The fix was to delete the app. Not the data, the app. There is no MooreDiet app. There is a chat box on a website, and behind the chat box is a middleware that owns the truth. The user describes what they ate the way they would describe it to a person, and the AI does the structured-data work the user used to have to do.
Why this works
Two things had to be true. First, the AI had to be good enough to extract a structured meal record from "I just had four chicken tenders" without a multi-turn interrogation. It is, now. Second, the AI had to be stoppable when it was wrong. That is what the middleware exists for. The AI is allowed to be confident. The middleware is allowed to disagree.
The middleware does three jobs. It authenticates against a household allowlist. It owns the canonical record of every meal the household has ever logged. And it runs a Sanity Layer between the AI's claims and the database, so a value the AI invented out of thin air is flagged before it commits, with a number derived from either USDA FoodData Central or the household's own personal ledger.
The personal ledger
The first version of the project leaned hard on a generic food database. That database has 400,000 items in it. It also has nine entries for "pizza" and none of them match the homemade pizza the household actually eats. Generic databases are good for a guess and bad for a household.
The personal ledger is the household's own dictionary. The first time pizza is logged, the AI guesses, the user corrects, and the correction goes into the ledger. The next time pizza is logged, the AI looks up the ledger first and gets the right answer without asking. Three weeks in, a household has its own private nutrition database that knows exactly how it eats. The AI's own training is the third source of truth, not the first.
Honest list of what it cannot do yet
Photo-of-the-plate input has not shipped. Vision models identify dishes well and estimate quantity poorly. Until the image budget is measured against the AI billing, the feature stays parked behind a flag.
Barcode scanning is the next push, because barcodes are deterministic and burn no AI tokens. The browser's native BarcodeDetector API plus Open Food Facts as the lookup chain handles most packaged foods. USDA covers the rest.
Schema migrations are still hand-rolled ALTER TABLE statements on the production database. Alembic exists and is configured. It is not yet in the deploy script. That is a paper cut, not a problem, but it is an open one and worth naming.
Why household-first
The allowlist is household-only Phase 1. Anyone whose Gmail is on the list can sign in. Anyone else cannot. There is an admin page for managing the list with role badges, joined-versus-pending status, and a self-revoke guard so an admin cannot lock themselves out by accident.

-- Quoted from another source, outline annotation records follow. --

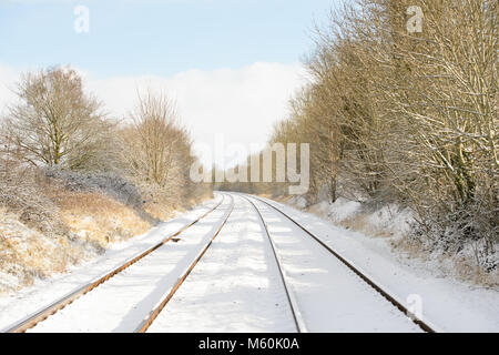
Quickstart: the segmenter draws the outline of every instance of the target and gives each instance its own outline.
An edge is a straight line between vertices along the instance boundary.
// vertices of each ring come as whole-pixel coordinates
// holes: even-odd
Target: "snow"
[[[0,297],[0,328],[123,263],[176,232],[220,202],[222,195],[163,223],[143,236],[114,244],[102,257],[71,274],[39,281],[16,296]],[[271,243],[256,211],[234,195],[235,210],[206,254],[177,290],[149,332],[295,332]],[[390,239],[371,237],[330,221],[266,200],[320,237],[376,284],[420,311],[442,332],[498,332],[499,292],[471,287],[430,272],[421,262],[395,254]],[[317,242],[273,209],[256,202],[273,237],[289,292],[310,332],[421,332]],[[318,210],[349,219],[356,204],[322,204]],[[171,242],[118,274],[32,332],[133,332],[171,291],[175,281],[218,230],[231,207],[220,209]],[[371,217],[383,226],[405,227],[395,206]],[[369,222],[370,223],[370,222]]]
[[[182,277],[220,229],[231,201],[28,332],[131,333]]]
[[[68,274],[55,275],[50,280],[37,280],[32,287],[0,297],[0,329],[157,244],[165,236],[198,219],[221,200],[222,196],[217,195],[215,200],[207,201],[174,220],[161,223],[144,235],[123,243],[112,244],[104,255],[92,262],[72,267]]]
[[[309,332],[422,332],[298,226],[256,204]]]
[[[441,277],[432,265],[400,257],[389,239],[376,239],[265,200],[282,209],[409,306],[421,301],[425,320],[444,332],[499,332],[499,292]],[[381,214],[381,217],[386,215]],[[395,225],[404,219],[396,219]],[[397,222],[398,221],[398,222]],[[405,224],[403,223],[403,226]]]
[[[277,264],[252,205],[236,206],[151,333],[296,332]]]

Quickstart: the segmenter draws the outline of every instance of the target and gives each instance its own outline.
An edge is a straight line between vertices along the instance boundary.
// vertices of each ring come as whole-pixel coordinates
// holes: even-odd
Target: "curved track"
[[[405,307],[400,302],[398,302],[394,296],[391,296],[386,290],[381,288],[379,285],[377,285],[373,280],[370,280],[369,276],[367,276],[365,273],[363,273],[358,267],[356,267],[352,262],[347,261],[344,256],[342,256],[338,252],[333,250],[329,245],[327,245],[324,241],[322,241],[317,235],[309,232],[307,229],[305,229],[302,224],[299,224],[295,219],[291,217],[288,214],[283,212],[282,210],[277,209],[275,205],[266,202],[265,200],[256,196],[251,196],[251,199],[246,197],[246,200],[251,201],[251,199],[255,199],[261,203],[264,203],[265,205],[269,206],[272,210],[278,212],[281,215],[283,215],[287,221],[292,222],[294,225],[296,225],[299,230],[305,232],[308,236],[310,236],[315,242],[317,242],[318,245],[320,245],[324,250],[326,250],[330,255],[333,255],[335,258],[342,262],[345,266],[347,266],[353,273],[355,273],[363,282],[365,282],[367,285],[369,285],[371,288],[374,288],[379,295],[381,295],[385,300],[390,302],[397,310],[399,310],[401,313],[407,315],[416,325],[418,325],[424,332],[427,333],[436,333],[432,326],[428,325],[424,321],[416,317],[415,314],[413,314],[407,307]],[[252,202],[252,204],[256,207],[256,205]],[[257,209],[258,210],[258,209]],[[263,223],[266,225],[262,214],[258,211],[258,214],[262,217]],[[268,229],[266,227],[267,233]],[[276,256],[277,257],[277,256]]]
[[[182,234],[183,232],[185,232],[186,230],[189,230],[190,227],[192,227],[193,225],[197,224],[200,221],[202,221],[203,219],[205,219],[207,215],[210,215],[211,213],[213,213],[215,210],[217,210],[224,202],[225,200],[225,194],[223,194],[223,199],[220,201],[220,203],[217,203],[214,207],[212,207],[211,210],[208,210],[206,213],[204,213],[203,215],[201,215],[200,217],[197,217],[195,221],[193,221],[192,223],[181,227],[179,231],[176,231],[175,233],[169,235],[167,237],[165,237],[163,241],[161,241],[160,243],[151,246],[150,248],[147,248],[144,252],[141,252],[139,255],[128,260],[126,262],[124,262],[122,265],[111,270],[110,272],[106,272],[104,275],[99,276],[96,280],[93,280],[91,282],[89,282],[85,285],[82,285],[81,287],[72,291],[71,293],[69,293],[68,295],[52,302],[51,304],[49,304],[48,306],[44,306],[43,308],[41,308],[40,311],[22,318],[21,321],[17,322],[16,324],[12,324],[11,326],[9,326],[8,328],[3,329],[2,332],[4,333],[24,333],[28,329],[37,326],[39,323],[45,321],[48,317],[50,317],[51,315],[58,313],[59,311],[63,310],[65,306],[72,304],[74,301],[77,301],[78,298],[84,296],[85,294],[88,294],[89,292],[95,290],[96,287],[101,286],[102,284],[104,284],[105,282],[108,282],[109,280],[111,280],[112,277],[114,277],[115,275],[122,273],[123,271],[125,271],[126,268],[129,268],[130,266],[136,264],[138,262],[140,262],[141,260],[143,260],[144,257],[146,257],[147,255],[152,254],[153,252],[155,252],[156,250],[159,250],[161,246],[165,245],[166,243],[171,242],[172,240],[174,240],[176,236],[179,236],[180,234]],[[232,196],[231,196],[232,199]],[[223,226],[223,225],[222,225]]]

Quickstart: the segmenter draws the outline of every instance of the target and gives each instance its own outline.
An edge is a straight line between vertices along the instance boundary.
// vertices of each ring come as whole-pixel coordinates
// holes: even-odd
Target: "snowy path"
[[[220,229],[231,199],[181,235],[29,332],[133,332]]]
[[[285,216],[255,200],[309,332],[421,332]]]
[[[206,255],[149,332],[295,332],[264,227],[252,205],[236,207]]]
[[[218,230],[221,232],[217,237],[154,320],[149,332],[296,332],[292,305],[266,230],[284,272],[287,291],[295,301],[294,308],[303,317],[306,331],[421,332],[421,328],[404,313],[286,216],[262,201],[251,197],[262,214],[264,224],[252,203],[237,194],[231,196],[225,197],[218,209],[180,234],[179,240],[159,247],[98,288],[39,323],[30,332],[136,331]],[[49,285],[49,290],[41,294],[49,300],[51,291],[55,290],[53,294],[57,295],[64,287],[68,288],[81,280],[82,275],[86,275],[88,281],[96,270],[101,270],[102,273],[102,267],[120,264],[120,261],[126,260],[125,255],[130,257],[138,250],[143,251],[145,245],[157,243],[164,239],[165,232],[175,232],[179,226],[187,225],[221,201],[222,196],[218,195],[217,200],[135,240],[128,247],[123,247],[120,257],[103,258],[104,266],[101,268],[90,267],[86,274],[80,270],[78,277],[68,276],[71,282],[62,282],[64,278],[54,281]],[[440,297],[442,301],[440,312],[435,311],[435,303],[430,303],[427,307],[427,300],[422,300],[425,318],[428,317],[432,322],[437,320],[437,331],[442,328],[461,331],[466,326],[464,323],[456,323],[452,327],[451,316],[459,317],[460,314],[452,314],[454,310],[449,308],[449,305],[452,306],[462,298],[439,294],[438,290],[428,291],[426,288],[428,284],[425,282],[417,284],[416,275],[366,247],[368,243],[364,241],[366,245],[361,244],[358,235],[320,222],[309,214],[266,201],[299,221],[299,224],[335,251],[353,261],[356,266],[360,266],[363,273],[367,270],[369,278],[374,275],[373,281],[398,300],[406,300],[408,294],[422,293]],[[394,277],[394,270],[395,275],[400,273],[403,277]],[[63,286],[57,286],[58,284]],[[1,314],[0,321],[2,316],[3,322],[12,320],[16,311],[22,305],[41,300],[37,293],[34,294],[31,298],[30,295],[24,298],[19,296],[19,303],[12,302],[12,307],[0,308],[7,310],[4,314],[8,315],[4,317]],[[496,295],[489,293],[487,294],[489,298],[485,300],[497,301]],[[50,301],[54,298],[58,297],[53,296]],[[449,305],[446,304],[446,300],[451,301]],[[37,308],[42,305],[35,304]],[[406,303],[405,305],[409,306]],[[489,306],[492,312],[488,315],[472,313],[472,307],[466,303],[465,306],[466,316],[473,322],[482,320],[481,326],[491,326],[491,329],[495,329],[497,308],[493,304]],[[480,310],[480,305],[477,305],[476,310]],[[444,317],[445,314],[447,317]]]
[[[417,300],[422,317],[438,332],[499,332],[499,291],[472,286],[401,260],[384,239],[333,225],[313,214],[264,199],[352,261],[406,305]],[[432,268],[432,267],[430,267]]]
[[[0,297],[0,329],[32,314],[54,300],[61,298],[90,280],[122,265],[126,260],[164,240],[166,235],[191,224],[215,207],[222,199],[221,194],[216,194],[214,200],[207,201],[171,221],[161,223],[144,235],[112,245],[104,255],[72,267],[68,274],[57,275],[49,280],[38,280],[32,287]]]

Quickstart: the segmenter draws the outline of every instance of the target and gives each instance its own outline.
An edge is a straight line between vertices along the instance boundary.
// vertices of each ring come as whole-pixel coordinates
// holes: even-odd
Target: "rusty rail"
[[[9,327],[7,327],[6,329],[3,329],[2,333],[24,333],[26,331],[34,327],[38,323],[43,322],[49,316],[51,316],[54,313],[61,311],[67,305],[73,303],[75,300],[78,300],[81,296],[85,295],[86,293],[91,292],[95,287],[102,285],[103,283],[105,283],[111,277],[113,277],[116,274],[121,273],[122,271],[124,271],[125,268],[128,268],[131,265],[135,264],[136,262],[139,262],[142,258],[144,258],[145,256],[150,255],[155,250],[157,250],[159,247],[163,246],[164,244],[170,242],[172,239],[174,239],[179,234],[183,233],[185,230],[190,229],[191,226],[193,226],[194,224],[196,224],[197,222],[200,222],[201,220],[206,217],[213,211],[218,209],[222,205],[224,200],[225,200],[225,195],[223,195],[222,201],[217,205],[215,205],[213,209],[211,209],[210,211],[207,211],[206,213],[201,215],[194,222],[183,226],[182,229],[180,229],[175,233],[171,234],[170,236],[164,239],[162,242],[153,245],[152,247],[147,248],[145,252],[141,252],[139,255],[130,258],[129,261],[126,261],[121,266],[118,266],[118,267],[113,268],[112,271],[105,273],[104,275],[96,277],[96,280],[94,278],[93,281],[89,282],[88,284],[85,284],[85,285],[83,285],[83,286],[72,291],[68,295],[59,298],[58,301],[49,304],[48,306],[44,306],[42,310],[37,311],[33,314],[28,315],[27,317],[22,318],[21,321],[18,321],[17,323],[14,323],[14,324],[10,325]]]
[[[268,205],[273,210],[277,211],[282,215],[284,215],[287,220],[293,222],[296,226],[298,226],[302,231],[308,234],[312,239],[314,239],[318,244],[320,244],[325,250],[327,250],[330,254],[333,254],[336,258],[338,258],[345,266],[347,266],[350,271],[353,271],[358,277],[360,277],[364,282],[366,282],[370,287],[377,291],[383,297],[389,301],[394,306],[396,306],[400,312],[407,315],[416,325],[418,325],[426,333],[437,333],[435,326],[430,326],[428,322],[424,322],[418,318],[414,313],[411,313],[404,304],[397,301],[394,296],[388,294],[384,288],[381,288],[378,284],[376,284],[370,277],[368,277],[365,273],[363,273],[358,267],[354,266],[352,262],[347,261],[344,256],[342,256],[338,252],[334,251],[329,245],[324,243],[318,236],[314,235],[307,229],[305,229],[302,224],[296,222],[293,217],[287,215],[285,212],[281,211],[273,204],[266,202],[265,200],[252,195],[253,199]]]

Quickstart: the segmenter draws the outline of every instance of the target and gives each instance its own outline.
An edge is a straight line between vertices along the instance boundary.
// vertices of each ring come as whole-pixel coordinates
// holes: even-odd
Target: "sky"
[[[263,145],[337,0],[0,0],[0,111],[20,73],[71,65],[114,116],[164,91],[196,143]],[[217,163],[222,164],[221,160]]]

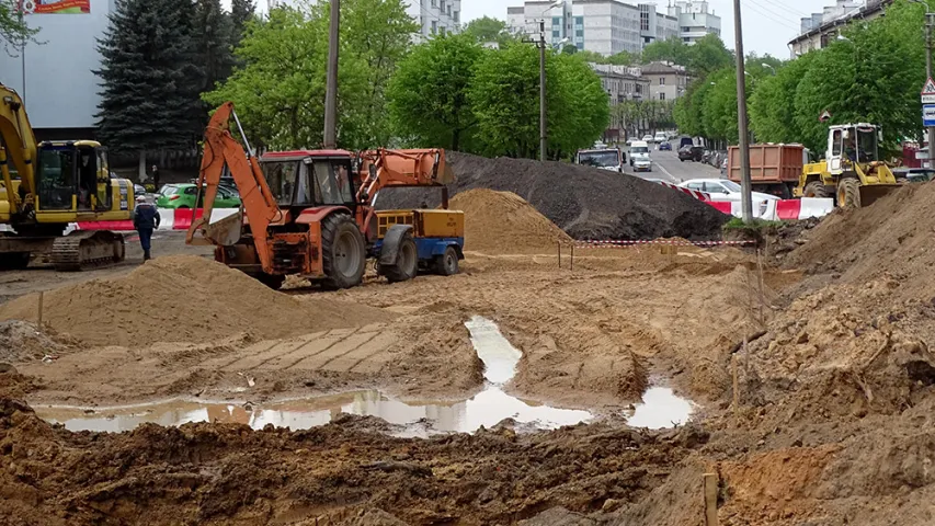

A general-public version of the same tool is the easy follow-on. The hard part of the build was making the household tier work, which meant making it usable by people who do not care that there is a FastAPI behind it. The general-public version is the same code with a different allowlist policy. The household tier is the version where every design decision had to survive contact with people who would close the tab if anything took longer than ten seconds.
That is the bar to beat. So far, it does.